Уже  купались птицы в предутренней прохладе, и в ожидании дня шумели деревья.
   “Там наверху, во дворце, Хава озаботится непорядком, будет ждать. Высекут меня, точно высекут... Вот до того красавца дотянусь – для моей царицы!!”
   Владычица наслаждалась плодом, сочная мякоть стекала по подбородку. Вдали осветились неясной розовостью горы. Свет раздвигал пространство, сквозь силуэты предметов на время проступила их суть, пока не затмилась светом и красками.
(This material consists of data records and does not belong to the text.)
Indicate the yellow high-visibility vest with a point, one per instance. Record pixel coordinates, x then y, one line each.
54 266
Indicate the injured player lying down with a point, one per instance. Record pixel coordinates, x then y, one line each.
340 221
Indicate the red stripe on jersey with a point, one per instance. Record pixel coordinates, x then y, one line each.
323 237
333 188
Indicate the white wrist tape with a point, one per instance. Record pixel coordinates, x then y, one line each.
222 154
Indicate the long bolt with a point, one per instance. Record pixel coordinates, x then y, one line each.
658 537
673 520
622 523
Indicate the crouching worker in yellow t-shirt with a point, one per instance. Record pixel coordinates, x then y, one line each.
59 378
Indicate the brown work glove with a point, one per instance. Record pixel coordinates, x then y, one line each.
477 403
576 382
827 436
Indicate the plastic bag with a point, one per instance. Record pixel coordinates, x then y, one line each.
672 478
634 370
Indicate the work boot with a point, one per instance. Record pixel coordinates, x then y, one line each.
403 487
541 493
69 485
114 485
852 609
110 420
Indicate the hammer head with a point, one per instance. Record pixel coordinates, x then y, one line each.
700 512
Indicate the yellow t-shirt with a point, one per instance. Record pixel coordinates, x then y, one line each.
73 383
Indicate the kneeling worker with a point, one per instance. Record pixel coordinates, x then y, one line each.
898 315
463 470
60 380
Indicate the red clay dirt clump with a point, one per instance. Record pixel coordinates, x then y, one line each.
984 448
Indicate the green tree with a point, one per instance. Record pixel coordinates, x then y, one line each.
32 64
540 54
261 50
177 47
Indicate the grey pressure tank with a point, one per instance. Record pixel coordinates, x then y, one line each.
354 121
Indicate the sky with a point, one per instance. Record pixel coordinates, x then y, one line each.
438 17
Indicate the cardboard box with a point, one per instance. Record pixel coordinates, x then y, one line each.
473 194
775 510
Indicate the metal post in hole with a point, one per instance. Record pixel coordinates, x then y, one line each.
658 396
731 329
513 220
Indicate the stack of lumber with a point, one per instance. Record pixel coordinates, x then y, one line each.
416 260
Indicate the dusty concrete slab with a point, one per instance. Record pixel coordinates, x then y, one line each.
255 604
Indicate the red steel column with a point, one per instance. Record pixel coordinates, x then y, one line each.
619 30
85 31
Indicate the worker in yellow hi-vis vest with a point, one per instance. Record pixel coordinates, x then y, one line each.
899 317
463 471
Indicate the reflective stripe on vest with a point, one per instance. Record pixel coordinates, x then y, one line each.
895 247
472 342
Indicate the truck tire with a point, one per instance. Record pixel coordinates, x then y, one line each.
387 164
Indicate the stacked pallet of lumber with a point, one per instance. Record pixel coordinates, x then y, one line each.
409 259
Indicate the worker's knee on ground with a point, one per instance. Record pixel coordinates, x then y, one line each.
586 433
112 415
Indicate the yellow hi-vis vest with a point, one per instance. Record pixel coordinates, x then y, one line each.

   Капля сорвалась, покатилась по бугорку груди, закатываясь в ложбинку. Раб слизывал взглядом росинку, и та танцевала – и сластя, и горча – на кончике его языка.
   Он испугался: “Какая там гидрия! Да за одно то, о чем он подумал, его справедливо повесят, и выклеванный воронами труп бросят голодным шакалам.” 
   – Вкуснее, чем в саду! – царица улыбнулась ему, дарящая и требовательная.
   Раб не нашелся, скованно промолчал.
   “Когда ж воротятся послы? Смерд, он и есть – грубый тупой хам!..Уумм... Вот прибрать бы его, одеть, да отмыть от холопьей покорности во взгляде!... Давно уж заметила, как краснеет этот водонос, по утрам поливая ей из пузатого акваманила. А персики здесь –замечательные!”
   “Нечего испытывать! Это у других судьба, а у него только участь. Таскать гидрии по каменным ступеням, да выносить из палат горшки с ежедневными вельможными сокровищами.”
   Государыня приблизилась вплотную, крадущимся прикосновением пальчиков, подняла ему подбородок.
   – Помнишь, мы с тобой плескались здесь?– Раб затрепетал: в розовом огне рассвета явно он различал заигрывающих и настырных бесенят в её глазах. “О, Боги мои!”– святотатствовал он – “Помилуйте! Где уж моей слабой рабской душе вынести такие потрясения.”
   Сандал и амбра щекотали нос. Каждое утро она блаженно покоится в ванне, и Хава растирает её благовониями. Властительница принимает послов и министров, выслушивает жалобы, просьбы, челобитные прошения,  сплетни, мирит и судит, повелевает указы,  милует, или  посылает на казнь,– меж делом верховодит своим царством и ждет, когда же наконец-то после завтрака придет портниха. Потом повелительнице наскучивает утренний базар. "К псам гнать всех этих министров, день такой обещающий растрачивать на службу – это как пить вино без хмеля.”   
   Тотчас же выпроваживают вельмож. Водонос поливает из серебряного, в форме слонёнка акваманила и украдкой любуется своей царицей, блуждает по шее, округлым плечам, ворует красноватые вишенки на нежных холмиках, останавливается внизу, где коричневый бархат засасывает взгляд в смертельный омут..
   – Я бы ещё раз искупалась с тобой. Ты наполнишь мне озеро?
   – Да. – почти беззвучно выдавил водонос. Спина, чуя навострённые луки, ощетинивалась мурашками.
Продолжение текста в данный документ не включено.